Achieving LGBTQ Equality Through Litigation, Legislation, Policy, and Public Education

Case Summary & History

Relationship Recognition

Case: Blumenthal v. Brewer

STATUS: Loss, Illinois

The National Center for Lesbian Rights (NCLR) and Chicago Attorney Angelika Kuehn are representing Eileen Brewer, in a case seeking to end discrimination against unmarried couples that prevents them from accessing the same legal remedies that are open to others. Illinois courts currently bar unmarried couples from enforcing property disputes when they break up because of a 1979 ruling by the Illinois Supreme Court, Hewitt v. Hewitt, 77 Ill.2d 49 (1979), which was based on outdated laws that previously criminalized and penalized non-marital relationships.

Eileen and her partner Jane built a life together over 26 years, intertwining their finances, sharing a home and raising three children.  While her partner was the primary breadwinner, Eileen was first and foremost responsible for tending to the home and children. When their relationship ended, Jane sought to retain an unfair portion of their shared home and assets.  The trial court dismissed Eileen’s claims that their joint property should be fairly divided, holding that the Hewitt rule prevents unmarried couples from having any property or contract rights against each other.

The lawsuit argues that unmarried couples should have the same property and contract rights as all others, that the Hewitt case is no longer in effect because Illinois law and policy has completely changed since 1979 and now recognizes many rights for unmarried couples, and that enforcing the Hewitt case would violate the United States and Illinois Constitutions’ guarantees of equal protection and due process.

On December 19, 2014, the Court of Appeals for the First District ruled that courts may not discriminate against unmarried couples by preventing them from enforcing property claims against one another when they break up. In the unanimous decision, written by Justice Margaret Stanton McBride, held that Illinois’ “public policy to treat unmarried partnerships as illicit no longer exists” and that Brewer may “proceed with her claims against her former domestic partner” regarding the shared property they built up during their 26 years together.

Blumenthal sought review from the Illinois Supreme Court, which the Court granted on March 25, 2015. On August 18, 2016, the Court reversed the Court of Appeals, holding that Hewitt “remains good law.” The court rejected the argument that Hewitt is outdated and conflicts both with the constitutional protection now given to unmarried relationships and with Illinois’ current legislative policies mandating equal treatment of all families.

On September 8, 2016, Brewer asked the Illinois Supreme Court to rehear its August 18, 2016 decision. The petition for rehearing argues that the Illinois Supreme Court’s decision fails to address a central legal issue in the case—whether it violates the constitution to penalize same-sex couples for being unmarried even though they were legally unable to marry during the entire span of their relationship.
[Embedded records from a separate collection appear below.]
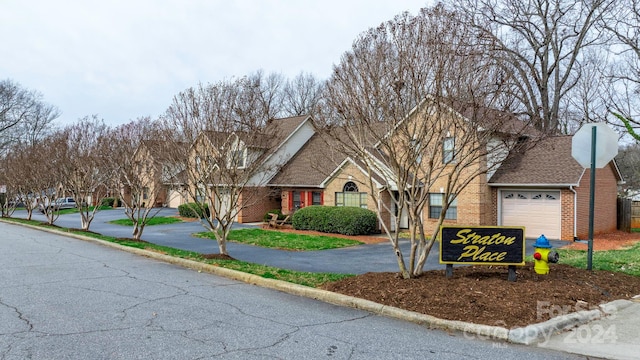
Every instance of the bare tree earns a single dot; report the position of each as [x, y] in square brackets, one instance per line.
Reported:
[20, 169]
[227, 145]
[539, 45]
[625, 69]
[410, 106]
[45, 183]
[302, 94]
[86, 168]
[135, 177]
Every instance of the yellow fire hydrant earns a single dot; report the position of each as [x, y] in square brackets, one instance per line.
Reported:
[543, 255]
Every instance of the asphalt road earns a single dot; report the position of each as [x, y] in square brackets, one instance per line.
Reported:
[352, 260]
[63, 298]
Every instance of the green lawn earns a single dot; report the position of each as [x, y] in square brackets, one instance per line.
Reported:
[626, 261]
[283, 240]
[159, 220]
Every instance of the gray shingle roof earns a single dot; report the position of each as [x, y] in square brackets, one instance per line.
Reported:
[311, 165]
[545, 162]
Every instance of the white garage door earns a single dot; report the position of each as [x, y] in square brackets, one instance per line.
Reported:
[538, 211]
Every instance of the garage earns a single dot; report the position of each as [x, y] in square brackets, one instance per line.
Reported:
[539, 211]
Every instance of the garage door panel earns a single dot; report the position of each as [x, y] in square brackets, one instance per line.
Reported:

According to the petition, the Court’s ruling punishes same-sex partners “for failing to enter into a relationship from which they were legally barred, based on laws that have now been recognized to be discriminatory and unfair.”

The Illinois Supreme Court’s decision initially addressed the constitutionality of applying its rule to former same-sex partners in a paragraph that was subsequently removed from the official opinion. In its initial decision, the court said that Brewer should have tried to marry in another state or brought a lawsuit challenging Illinois’s marriage ban. Shortly after issuing its decision, the court deleted that part of its ruling. The final amended opinion does not address Brewer’s claim that it violates the federal Constitution for Illinois to penalize same-sex couples for being unmarried, when Illinois law barred them from marriage and refused to recognize their marriages from other states throughout the entire span of their relationship.

The petition for rehearing argues that the court’s decision is also unconstitutional because it unlawfully discriminates against individuals for being in non-marital relationships even though the U.S. Supreme Court held that such relationships are constitutionally protected in Lawrence v. Texas. According to the petition, the Court’s ruling “targets unmarried couples for discriminatory treatment with pinpoint precision, based solely on their exercise of their constitutionally protected right to enter into a non-marital intimate relationship.”